CUDA_VISIBLE_DEVICES=0,1,2 python3 Flan_T5.py

T5-flan-base can only be run by using fewer than 3 GPUs, reason unknown.

Input Examples

What is the average enrollment of schools?
db_id:school_player
Table player, columns = [*,Player_ID,Player,Team,Age,Position,School_ID]
Table school, columns = [*,School_ID,School,Location,Enrollment,Founded,Denomination,Boys_or_Girls,Day_or_Boarding,Year_Entered_Competition,School_Colors]
Table school_details, columns = [*,School_ID,Nickname,Colors,League,Class,Division]
Table school_performance, columns = [*,School_Id,School_Year,Class_A,Class_AA]

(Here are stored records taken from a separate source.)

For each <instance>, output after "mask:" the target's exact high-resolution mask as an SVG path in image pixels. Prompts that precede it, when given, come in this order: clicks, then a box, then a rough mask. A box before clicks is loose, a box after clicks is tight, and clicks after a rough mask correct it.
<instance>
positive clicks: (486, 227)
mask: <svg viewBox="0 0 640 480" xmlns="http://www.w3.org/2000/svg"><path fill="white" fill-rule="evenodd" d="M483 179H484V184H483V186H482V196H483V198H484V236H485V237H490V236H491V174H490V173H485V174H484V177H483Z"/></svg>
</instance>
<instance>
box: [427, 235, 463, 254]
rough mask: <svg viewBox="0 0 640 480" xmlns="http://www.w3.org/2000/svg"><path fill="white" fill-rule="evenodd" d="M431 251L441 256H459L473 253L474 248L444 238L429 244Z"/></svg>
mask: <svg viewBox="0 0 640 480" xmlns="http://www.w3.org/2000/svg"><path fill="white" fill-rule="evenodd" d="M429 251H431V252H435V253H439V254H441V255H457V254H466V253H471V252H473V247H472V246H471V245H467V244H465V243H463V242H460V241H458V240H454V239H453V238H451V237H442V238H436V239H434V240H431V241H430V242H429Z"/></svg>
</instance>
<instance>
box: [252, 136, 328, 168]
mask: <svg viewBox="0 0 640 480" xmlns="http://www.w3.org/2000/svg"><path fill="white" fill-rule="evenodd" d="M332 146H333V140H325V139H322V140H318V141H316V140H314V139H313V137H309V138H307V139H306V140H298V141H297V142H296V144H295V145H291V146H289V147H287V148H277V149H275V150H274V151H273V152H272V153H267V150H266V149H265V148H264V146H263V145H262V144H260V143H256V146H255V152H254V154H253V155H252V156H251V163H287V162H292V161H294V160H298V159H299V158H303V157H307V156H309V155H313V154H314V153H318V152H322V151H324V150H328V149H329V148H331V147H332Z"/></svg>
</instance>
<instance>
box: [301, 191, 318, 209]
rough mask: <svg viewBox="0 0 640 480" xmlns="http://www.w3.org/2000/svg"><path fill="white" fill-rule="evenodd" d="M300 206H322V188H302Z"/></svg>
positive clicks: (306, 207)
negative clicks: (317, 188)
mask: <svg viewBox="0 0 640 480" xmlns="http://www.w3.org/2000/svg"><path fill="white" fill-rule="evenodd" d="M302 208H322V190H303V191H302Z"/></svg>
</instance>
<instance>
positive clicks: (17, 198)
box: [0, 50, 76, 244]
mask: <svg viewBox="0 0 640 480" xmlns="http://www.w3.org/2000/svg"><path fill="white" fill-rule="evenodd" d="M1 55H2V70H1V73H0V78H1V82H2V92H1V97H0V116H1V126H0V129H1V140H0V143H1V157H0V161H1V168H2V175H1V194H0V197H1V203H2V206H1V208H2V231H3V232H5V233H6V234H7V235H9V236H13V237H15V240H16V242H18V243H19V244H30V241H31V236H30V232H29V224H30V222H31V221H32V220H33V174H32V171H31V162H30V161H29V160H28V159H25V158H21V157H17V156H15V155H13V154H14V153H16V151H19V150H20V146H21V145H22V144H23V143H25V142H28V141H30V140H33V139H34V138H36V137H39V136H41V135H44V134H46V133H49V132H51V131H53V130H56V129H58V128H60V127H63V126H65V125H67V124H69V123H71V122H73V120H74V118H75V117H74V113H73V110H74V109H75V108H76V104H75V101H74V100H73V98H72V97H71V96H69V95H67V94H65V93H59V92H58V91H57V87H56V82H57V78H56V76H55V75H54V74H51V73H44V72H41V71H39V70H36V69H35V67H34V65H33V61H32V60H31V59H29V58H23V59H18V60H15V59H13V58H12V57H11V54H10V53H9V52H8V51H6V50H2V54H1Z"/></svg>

foreign key:[school_details.School_ID = school.School_ID,school_performance.School_Id = school.School_ID,player.School_ID = school.School_ID]
primary key:[school.School_ID,school_details.School_ID,school_performance.School_Id,player.Player_ID]

Expected Output:

SELECT avg(Enrollment) FROM school

Notice:

  1. As the original paramter size for each model varies, better use larger when training smaller models, and smaller when training larger models.
  2. So far, the model I have tried can be trained smoothly, but the performance is terrible, I don't know whether the problem is out of training or out of this Qlora method.